Repeated: 10 October 1983, 9 November 1983, 8 December 1983, 28 May 1984

Songs recorded: This Charming Man, Back To The Old House, Still Ill, This Night Has Opened My Eyes

The story

The Smiths’ first Peel Session proved so popular with listeners that the DJ replayed it twice on air before he could arrange for the band to return to Maida Vale to record another appearance. This ensured that The Smiths’ second Peel Session was one of the most hotly-anticipated in years, and the group rose to the occasion, performing a four-song session of depth and power which was later included in full on Hatful Of Hollow.

For The Smith’s second Peel Session, Morrissey and guitarist Johnny Marr chose to record a stripped-down acoustic take of the future What Difference Does It Make? B-side Back To The Old House, while – remarkably – the gloriously wistful, Shelagh Delaney-inspired This Night Has Opened My Eyes was only ever officially recorded for John Peel.

Elsewhere, the band steamed through a powerful version of Still Ill (Johnny Marr’s Dylan-esque harmonica part would later be dropped for the version that appeared on The Smiths’ debut album), though the session highlight is arguably the first studio recording of their future hit, This Charming Man, which Marr had only just completed.

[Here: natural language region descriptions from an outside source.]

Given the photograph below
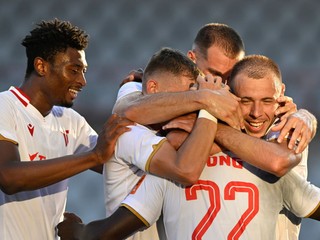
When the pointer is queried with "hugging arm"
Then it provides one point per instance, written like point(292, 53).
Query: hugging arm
point(119, 225)
point(272, 157)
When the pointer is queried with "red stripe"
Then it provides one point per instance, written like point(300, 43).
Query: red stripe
point(18, 96)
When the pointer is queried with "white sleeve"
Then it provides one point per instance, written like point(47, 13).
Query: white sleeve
point(300, 196)
point(146, 199)
point(128, 88)
point(8, 125)
point(138, 146)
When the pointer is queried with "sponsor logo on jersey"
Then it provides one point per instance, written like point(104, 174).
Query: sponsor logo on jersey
point(30, 128)
point(65, 136)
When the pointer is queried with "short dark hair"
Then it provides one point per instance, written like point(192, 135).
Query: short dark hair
point(222, 35)
point(171, 61)
point(51, 37)
point(256, 67)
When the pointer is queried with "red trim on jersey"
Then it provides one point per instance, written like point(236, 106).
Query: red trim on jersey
point(23, 98)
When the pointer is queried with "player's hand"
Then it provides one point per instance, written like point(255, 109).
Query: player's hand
point(211, 82)
point(185, 122)
point(298, 130)
point(134, 76)
point(112, 129)
point(225, 106)
point(286, 107)
point(70, 228)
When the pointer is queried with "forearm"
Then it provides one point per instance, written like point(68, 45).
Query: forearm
point(309, 119)
point(120, 225)
point(18, 176)
point(161, 107)
point(271, 157)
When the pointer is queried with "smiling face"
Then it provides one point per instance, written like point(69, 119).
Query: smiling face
point(65, 77)
point(258, 101)
point(216, 63)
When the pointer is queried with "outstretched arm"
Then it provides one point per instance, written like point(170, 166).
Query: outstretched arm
point(159, 107)
point(17, 175)
point(119, 225)
point(269, 156)
point(300, 124)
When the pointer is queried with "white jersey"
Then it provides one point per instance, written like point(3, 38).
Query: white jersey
point(288, 225)
point(232, 200)
point(129, 162)
point(35, 214)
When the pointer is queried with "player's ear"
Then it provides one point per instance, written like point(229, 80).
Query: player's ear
point(191, 54)
point(283, 89)
point(152, 86)
point(40, 66)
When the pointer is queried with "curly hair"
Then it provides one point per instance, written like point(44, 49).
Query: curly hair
point(50, 38)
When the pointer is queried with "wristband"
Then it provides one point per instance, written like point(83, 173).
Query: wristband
point(204, 114)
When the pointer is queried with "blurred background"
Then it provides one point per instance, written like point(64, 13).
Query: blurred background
point(124, 35)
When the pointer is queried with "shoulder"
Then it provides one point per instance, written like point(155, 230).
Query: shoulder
point(128, 88)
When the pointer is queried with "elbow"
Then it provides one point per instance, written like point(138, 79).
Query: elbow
point(284, 164)
point(189, 179)
point(7, 185)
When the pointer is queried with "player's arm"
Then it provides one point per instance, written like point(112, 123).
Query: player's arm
point(300, 124)
point(316, 214)
point(119, 225)
point(17, 175)
point(160, 107)
point(185, 164)
point(272, 157)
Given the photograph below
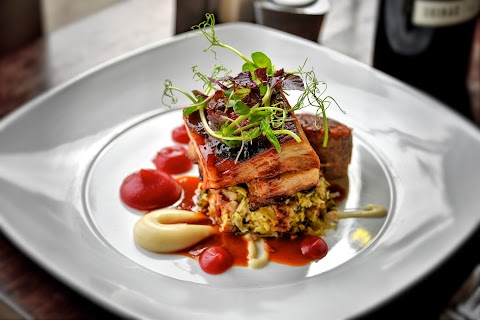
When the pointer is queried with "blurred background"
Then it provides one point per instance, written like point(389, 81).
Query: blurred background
point(44, 43)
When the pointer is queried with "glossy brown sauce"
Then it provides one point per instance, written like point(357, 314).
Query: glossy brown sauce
point(281, 250)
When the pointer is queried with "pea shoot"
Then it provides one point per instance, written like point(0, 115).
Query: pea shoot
point(238, 109)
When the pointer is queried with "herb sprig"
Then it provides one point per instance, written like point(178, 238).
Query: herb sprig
point(238, 109)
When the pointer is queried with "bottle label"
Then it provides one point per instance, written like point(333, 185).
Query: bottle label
point(443, 13)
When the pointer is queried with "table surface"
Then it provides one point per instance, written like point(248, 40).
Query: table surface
point(49, 61)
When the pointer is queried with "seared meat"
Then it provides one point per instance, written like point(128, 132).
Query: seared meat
point(336, 157)
point(220, 166)
point(266, 191)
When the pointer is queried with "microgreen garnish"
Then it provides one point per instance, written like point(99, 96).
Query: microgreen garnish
point(238, 109)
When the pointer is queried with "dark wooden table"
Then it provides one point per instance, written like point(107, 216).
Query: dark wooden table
point(27, 290)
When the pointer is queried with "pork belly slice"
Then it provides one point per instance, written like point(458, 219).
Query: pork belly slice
point(267, 191)
point(335, 158)
point(220, 166)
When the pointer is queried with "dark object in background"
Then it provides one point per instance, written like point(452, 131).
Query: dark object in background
point(20, 23)
point(428, 44)
point(304, 21)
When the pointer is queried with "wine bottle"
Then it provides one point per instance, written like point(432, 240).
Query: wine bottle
point(427, 44)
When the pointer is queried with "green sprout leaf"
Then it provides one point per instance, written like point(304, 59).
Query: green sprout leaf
point(241, 108)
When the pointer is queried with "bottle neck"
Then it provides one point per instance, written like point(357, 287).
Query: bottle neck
point(443, 13)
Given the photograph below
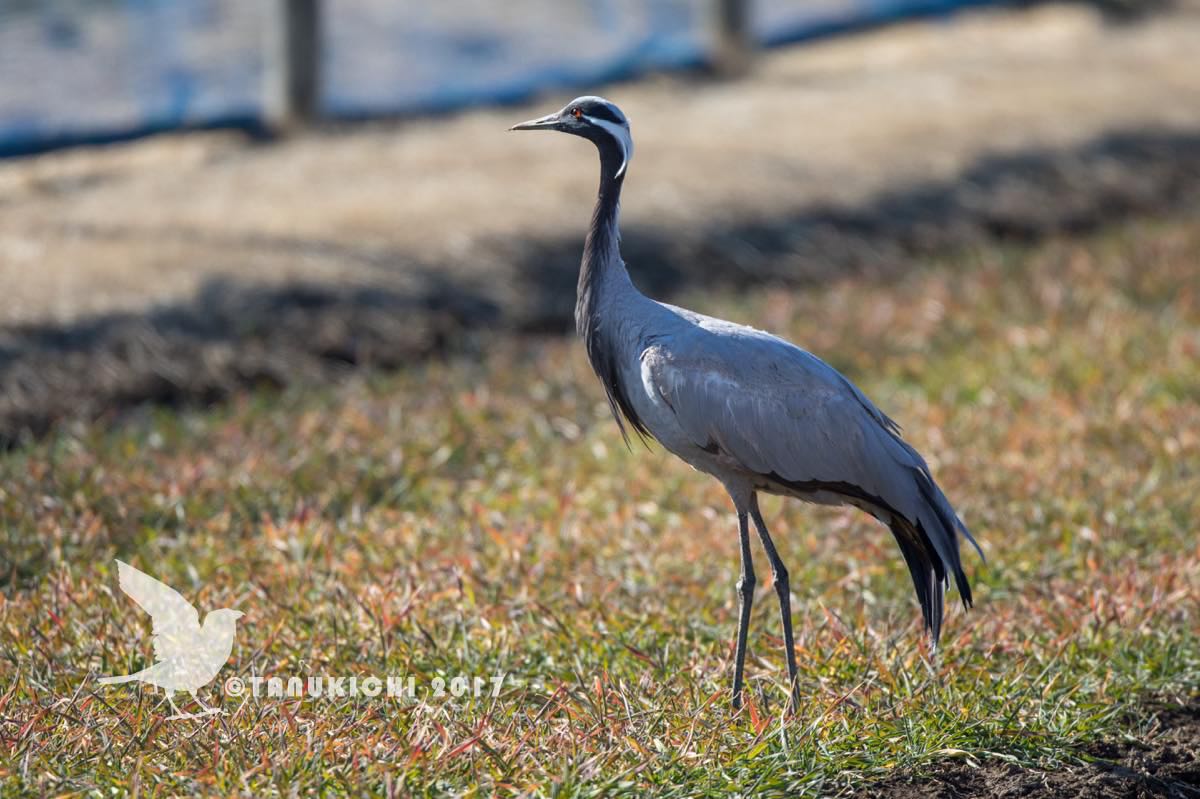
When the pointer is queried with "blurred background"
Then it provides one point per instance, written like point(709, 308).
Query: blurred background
point(201, 196)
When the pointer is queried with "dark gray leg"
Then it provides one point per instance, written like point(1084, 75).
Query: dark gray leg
point(745, 600)
point(784, 590)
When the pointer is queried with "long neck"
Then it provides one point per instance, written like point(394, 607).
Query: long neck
point(601, 248)
point(604, 292)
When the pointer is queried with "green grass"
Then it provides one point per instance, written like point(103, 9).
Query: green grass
point(481, 516)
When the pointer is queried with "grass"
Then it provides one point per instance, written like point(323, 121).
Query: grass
point(480, 517)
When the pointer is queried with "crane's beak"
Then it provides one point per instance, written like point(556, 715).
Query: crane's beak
point(547, 122)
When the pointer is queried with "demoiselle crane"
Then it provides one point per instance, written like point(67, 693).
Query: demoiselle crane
point(754, 410)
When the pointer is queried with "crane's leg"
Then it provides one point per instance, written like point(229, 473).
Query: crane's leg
point(745, 600)
point(784, 590)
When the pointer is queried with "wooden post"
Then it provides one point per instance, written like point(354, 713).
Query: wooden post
point(732, 40)
point(292, 64)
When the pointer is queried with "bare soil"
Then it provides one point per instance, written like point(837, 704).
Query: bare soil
point(1164, 762)
point(185, 268)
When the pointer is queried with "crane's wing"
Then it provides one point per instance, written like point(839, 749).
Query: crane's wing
point(177, 624)
point(781, 413)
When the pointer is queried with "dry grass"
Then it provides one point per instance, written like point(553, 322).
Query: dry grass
point(480, 517)
point(835, 122)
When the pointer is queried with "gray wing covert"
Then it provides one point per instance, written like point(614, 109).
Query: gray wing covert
point(783, 413)
point(780, 412)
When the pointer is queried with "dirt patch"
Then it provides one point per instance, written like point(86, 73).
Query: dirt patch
point(238, 334)
point(1165, 762)
point(186, 268)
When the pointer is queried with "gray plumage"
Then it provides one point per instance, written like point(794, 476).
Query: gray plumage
point(754, 410)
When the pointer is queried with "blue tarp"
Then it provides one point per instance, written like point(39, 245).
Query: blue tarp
point(78, 71)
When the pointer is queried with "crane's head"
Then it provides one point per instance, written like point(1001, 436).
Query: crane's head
point(594, 119)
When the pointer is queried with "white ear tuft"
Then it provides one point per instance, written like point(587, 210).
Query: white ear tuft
point(624, 140)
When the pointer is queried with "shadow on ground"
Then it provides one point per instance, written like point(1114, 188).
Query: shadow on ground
point(1164, 763)
point(235, 335)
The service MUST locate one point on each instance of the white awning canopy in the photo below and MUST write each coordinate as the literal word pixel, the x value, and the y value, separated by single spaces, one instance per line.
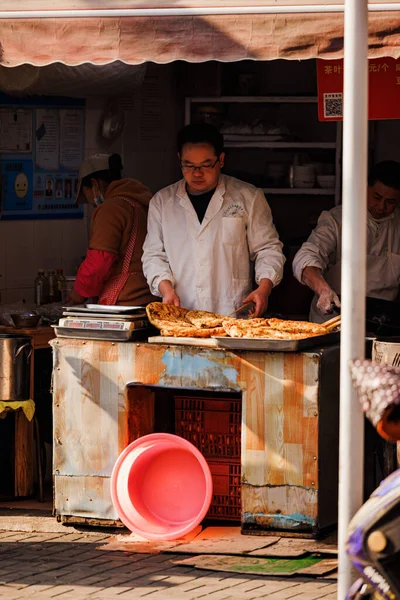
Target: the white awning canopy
pixel 169 30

“I wrote This Charming Man for a John Peel Session,” the guitarist told The Guardian in 2011, recalling how one of the best Smiths songs came together. “It was the culmination of trying to find a way of playing that was non-rock but still expressed my personality. I felt we needed something more upbeat in a different key and was miffed that Aztec Camera’s Roddy Frame was getting on the radio and we weren’t. That’s why it’s got that sunny disposition; my usual default setting was Manchester in the rain. When we were recording it, Rough Trade’s Geoff Travis came in and said: ‘That’s got to be the single.’”

Must hear: This Charming Man

The Smiths’ Peel Session 3

Recorded: 1 August 1984

First broadcast: 9 August 1984

Repeated: 27 September 1984, 26 December 1984, 12 August 1985

Songs recorded: Nowhere Fast, How Soon Is Now?, William, It Was Really Nothing, Rusholme Ruffians

The story

If The Smiths’ second Peel Session caught them on the cusp of mainstream stardom, their third found them returning as conquering heroes. At this point, the group’s self-titled debut album had peaked at No.2 in the UK, and their latest single, William, It Was Really Nothing, was about to follow What Difference Does It Make? and Heaven Knows I’m Miserable Now into the Top 20.

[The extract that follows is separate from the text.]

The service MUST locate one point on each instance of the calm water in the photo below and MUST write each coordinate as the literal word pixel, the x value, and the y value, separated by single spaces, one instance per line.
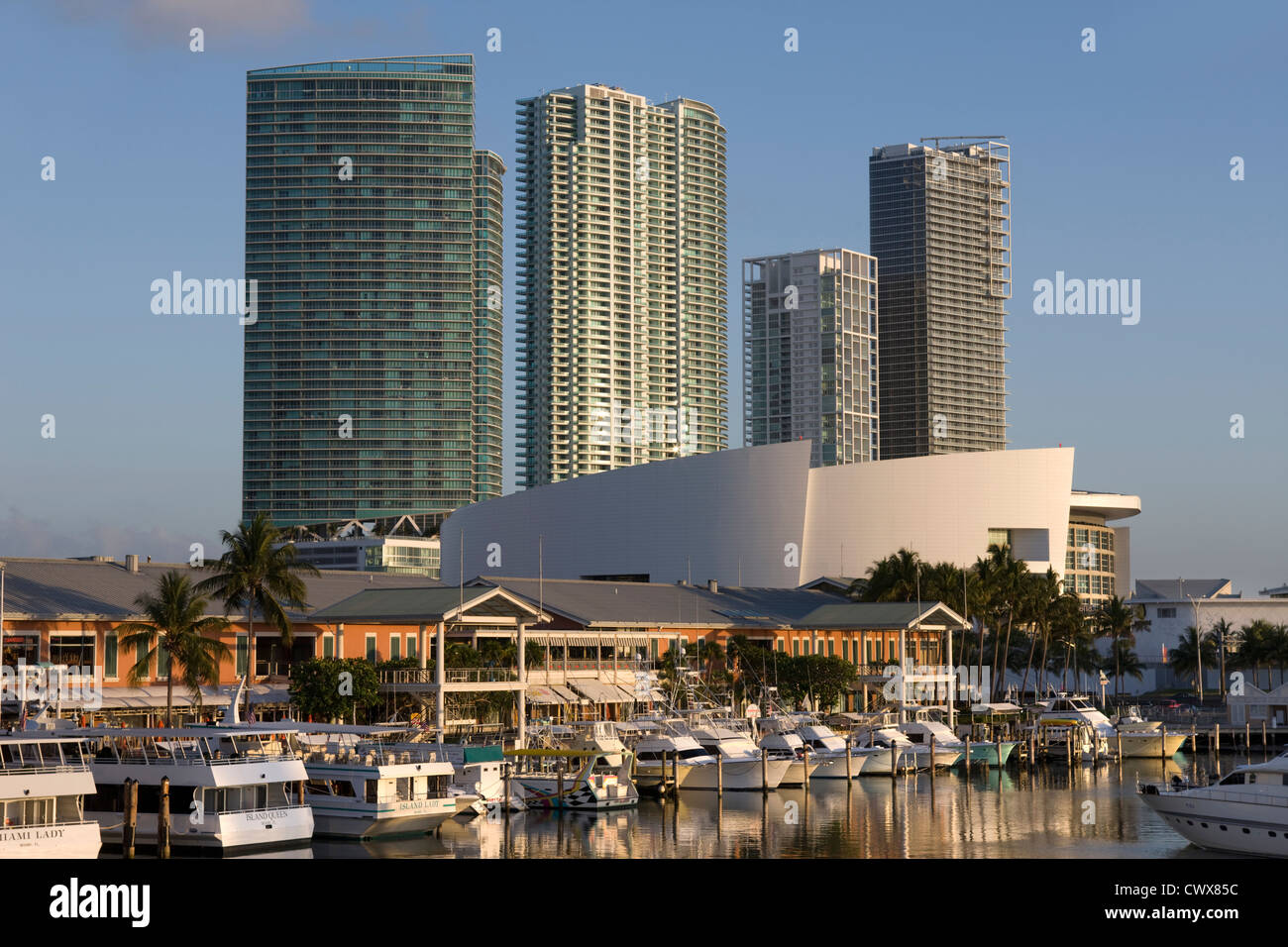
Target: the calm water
pixel 1013 814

The Smiths’ third Peel session, however, showed that they were still hungry and keen to prove their versatility. Indeed, apart from a sprightly version of William, It Was Really Nothing, this session also featured a powerful alternate version of the band’s towering future hit How Soon Is Now?, in addition to exhilarating debuts for the rockabilly-inclined Meat Is Murder songs Nowhere Fast and Rusholme Ruffians, the latter pivoting around one of Andy Rourke’s best basslines.

Minus How Soon Is Now?, The Smiths’ third Peel Session later appeared on the CD edition of 1987’s single release of the Strangeways, Here We Come highlight Last Night I Dreamt That Somebody Loved Me.

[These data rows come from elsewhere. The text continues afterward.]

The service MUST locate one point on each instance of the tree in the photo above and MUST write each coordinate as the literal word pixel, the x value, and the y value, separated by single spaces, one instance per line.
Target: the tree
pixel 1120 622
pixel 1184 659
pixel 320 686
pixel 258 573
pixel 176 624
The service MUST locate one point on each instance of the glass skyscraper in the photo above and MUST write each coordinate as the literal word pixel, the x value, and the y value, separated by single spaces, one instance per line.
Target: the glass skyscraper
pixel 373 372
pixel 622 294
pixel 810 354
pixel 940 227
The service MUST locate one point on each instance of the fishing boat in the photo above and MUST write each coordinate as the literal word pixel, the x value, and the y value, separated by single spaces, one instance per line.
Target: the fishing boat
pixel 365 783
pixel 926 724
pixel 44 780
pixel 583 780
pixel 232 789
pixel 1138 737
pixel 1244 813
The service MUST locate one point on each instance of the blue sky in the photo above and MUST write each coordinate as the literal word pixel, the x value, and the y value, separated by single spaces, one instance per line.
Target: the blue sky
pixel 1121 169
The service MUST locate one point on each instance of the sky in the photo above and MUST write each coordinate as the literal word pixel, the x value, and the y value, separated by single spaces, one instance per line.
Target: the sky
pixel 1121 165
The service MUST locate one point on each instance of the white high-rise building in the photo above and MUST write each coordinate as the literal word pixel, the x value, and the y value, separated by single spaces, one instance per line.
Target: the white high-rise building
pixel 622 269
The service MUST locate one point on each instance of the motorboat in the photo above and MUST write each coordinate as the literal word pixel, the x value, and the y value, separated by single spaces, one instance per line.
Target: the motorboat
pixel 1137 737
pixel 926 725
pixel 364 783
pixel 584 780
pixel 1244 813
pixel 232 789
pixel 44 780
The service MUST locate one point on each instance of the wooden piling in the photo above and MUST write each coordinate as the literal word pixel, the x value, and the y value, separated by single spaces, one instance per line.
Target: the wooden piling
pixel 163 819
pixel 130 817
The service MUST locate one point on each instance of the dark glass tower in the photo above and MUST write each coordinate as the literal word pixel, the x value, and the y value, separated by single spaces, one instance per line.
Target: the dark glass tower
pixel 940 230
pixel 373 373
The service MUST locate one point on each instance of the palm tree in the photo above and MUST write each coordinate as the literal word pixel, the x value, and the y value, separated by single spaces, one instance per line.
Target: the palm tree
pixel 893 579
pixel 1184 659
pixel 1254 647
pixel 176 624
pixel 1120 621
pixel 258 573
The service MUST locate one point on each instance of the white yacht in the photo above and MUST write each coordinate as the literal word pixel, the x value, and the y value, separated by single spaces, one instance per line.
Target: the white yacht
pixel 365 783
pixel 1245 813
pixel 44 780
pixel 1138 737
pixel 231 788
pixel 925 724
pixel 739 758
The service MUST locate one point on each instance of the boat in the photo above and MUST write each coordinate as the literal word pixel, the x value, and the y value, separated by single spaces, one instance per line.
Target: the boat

Must hear: Rusholme Ruffians

The Smiths’ Peel Session 4

Recorded: 2 December 1986

First broadcast: 17 December 1986

Repeated: 5 January 1987, 20 January 1987, 17 February 1987, 25 March 1987

Songs recorded: Is It Really So Strange?, London, Half A Person, Sweet And Tender Hooligan

The story

They didn’t know it at the time, but The Smiths ended up recording their last Peel Session just ten days before performing their final full-scale concert, at London’s Brixton Academy, on 12 December 1986.

In retrospect, there’s little here to suggest the band are approaching their end point, as they’re on viciously good form, weighing in with the rockiest and most uptempo of their four appearances on John Peel’s radio show.

Indeed, all the songs recorded at The Smiths’ fourth Peel Session would shortly see official release, with Half A Person and the fiery, feedback-framed London appearing on the flip of Shoplifters Of The World Unite, and Is It Really So Strange? and the anthemic Sweet And Tender Hooligan doing the honours on the reverse of Sheila Take A Bow. All of these excellent songs would also be released across the group’s two singles and rarities compilations, The World Won’t Listen and/or Louder Than Bombs.